PART 2: From the Mom of the Not Honor Roll Kid
- Rob Phillips
- Apr 11, 2024
- 4 min read

63 days. 63 long, emotional days. That’s how many days the 15 year old boy was out of the home. The odd part? It was peaceful. Although emotional, scary, exhausting…there was finally peace in the home. The reasons he left home will remain unsaid. Whatever horrible thing you imagine, it’s probably worse than that. Emotions so high and so angry, as a parent and a teenager you say: this is where we part ways. Locks were changed, neighborhood office was notified, had to call the school and let them know (that was fun). Lastly, my husband is on high alert to keep us safe that I know his lack of sleep matched mine if not greater. He stayed up at night unable to sleep so he could protect his family. I stayed up checking LIFE360 and waiting for my phone to ring….not because I thought he would call; I was waiting for the OTHER call. “Ma’am, we have your son in custody.” Or, “Ma’am, we need you to come identify this body we found.”
Somewhere in that heavy, 3 ton mother heart, I prayed. I don’t know who I prayed to, I’m not religious. I don’t even know if I was talking to myself or someone else. I didn’t even care if it was some stupid magical figure, but I prayed. My fellow parents, I did not pray for my son to come home. That is right. I prayed for him to learn a lesson on the streets so hard that he would fix himself. 15 years old. So young. So immature. A boy. Out on his own bumming couches and beds for 63 days. There I sat, as a mother, I was praying he wouldn’t come home until he had some massive consequences. I took down pictures, artwork he made, memories. I cleaned his room out and it was spotless. It looked like no one lived there. They didn’t live there. I shut the door and when I got the courage, would go open up the door and circulate air.
I called the police to check that box. I met with the school to check that box. I went to work. I went to all of my daughter’s games. I got time with husband, we took some trips. In the car, alone, I cried. In the middle of the night, I cried. I didn’t miss him. I didn’t like him. I cried because my home was at peace and I had nothing to worry about that was directly in front of my face. To be a mother, and feel relieved that your child is gone, to notice your home improving without him, to a point where all the way back in those dark places we go, you can visualize a funeral or a car accident or prison time…Not because you want it, because you feel you must prepare yourself for the worst. I visualized attending my son's funeral so many times that I cried to and from work and sometimes at my desk.

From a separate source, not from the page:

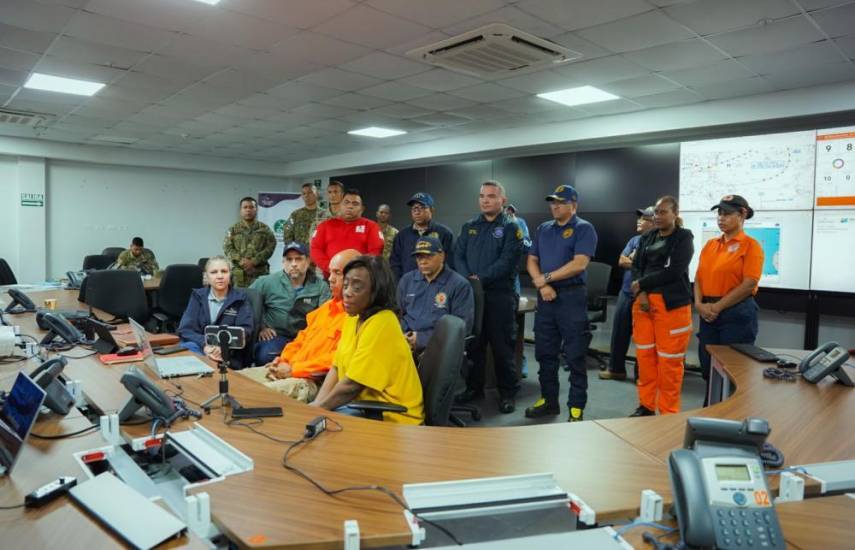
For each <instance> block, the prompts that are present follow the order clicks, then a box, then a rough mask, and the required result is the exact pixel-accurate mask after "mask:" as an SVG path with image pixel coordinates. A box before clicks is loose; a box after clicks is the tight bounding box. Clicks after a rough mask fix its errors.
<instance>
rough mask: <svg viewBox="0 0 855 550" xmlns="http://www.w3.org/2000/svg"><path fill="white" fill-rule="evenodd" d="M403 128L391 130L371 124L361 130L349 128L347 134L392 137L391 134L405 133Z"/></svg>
mask: <svg viewBox="0 0 855 550" xmlns="http://www.w3.org/2000/svg"><path fill="white" fill-rule="evenodd" d="M406 133H407V132H404V131H403V130H392V129H389V128H378V127H377V126H371V127H368V128H362V129H361V130H351V131H349V132H348V134H353V135H354V136H368V137H377V138H383V137H392V136H400V135H401V134H406Z"/></svg>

You take that dark place, you hide it away, you say nothing about it and you push forward because well damn it, this isn’t on you. People like to give you advice, tell you it’s not your fault. That was not my issue this go around, I did not feel guilty about who he was; I felt sad and dark that I didn’t want him home.
The school had a meeting with their behavioral team and I and they called him down. I pre packed a bag of clean clothes and some snacks. He came in, skinny, dirty and pissed off. He didn’t want the clothes I brought him. The meeting was useless. They said they would keep having them. I never heard from them much after that. They were done with him.
We made it through an empty solo Thanksgiving. We made it through a quiet Christmas. We made it through the fireworks of 2024. I knew the entire neighborhood knew. I knew they were looking at me.
Eventually, he reached out and said I want to come home. Instead of jumping for joy, I said tell me one thing you have done for yourself to improve who you are. “Forget it mom, I’m not coming home.” Ok, keep me posted on your improvement. Some more time passed, I got another message “mom I want to come home.” Ok, tell me what you have done to improve yourself. He said “I don’t know what you want me to say.” I said ok keep me posted on your improvement. 10 minutes later he said “I messed up, I’m messed up, I need help figuring out what to do with my life and you guys are all I have.”
He came home. It was uncomfortable for a bit. He looked rough. He slept a lot. He went to school. We changed his school again; 10th grade and this is his third school. He is the one that asked to go to an alternative school because he said and I quote “I will never get out of this hole I dug.” School was changed in 30 minutes and 1 day.
He turned 16. He asked if we could do cake and presents. We have not celebrated his birthday since he was 9. We all laughed, we had cake, I made him a sappy baby picture growing up video and he made me sit next to him on the couch to watch it with his arm around me. He and my husband are talking. They laugh. They eat lunch together. He is not reformed. The phone still rings for trouble here and there. He lives on the edge. He’s no angel. We took our home back and he respects us. I never asked what he saw out there on his own. I don’t need to. He saw something. He realizes this home is all he has.
“So if I fly too far, Will I still have a place inside your heart? And when you see what I've become, Will you love me for who I am, not who I was?”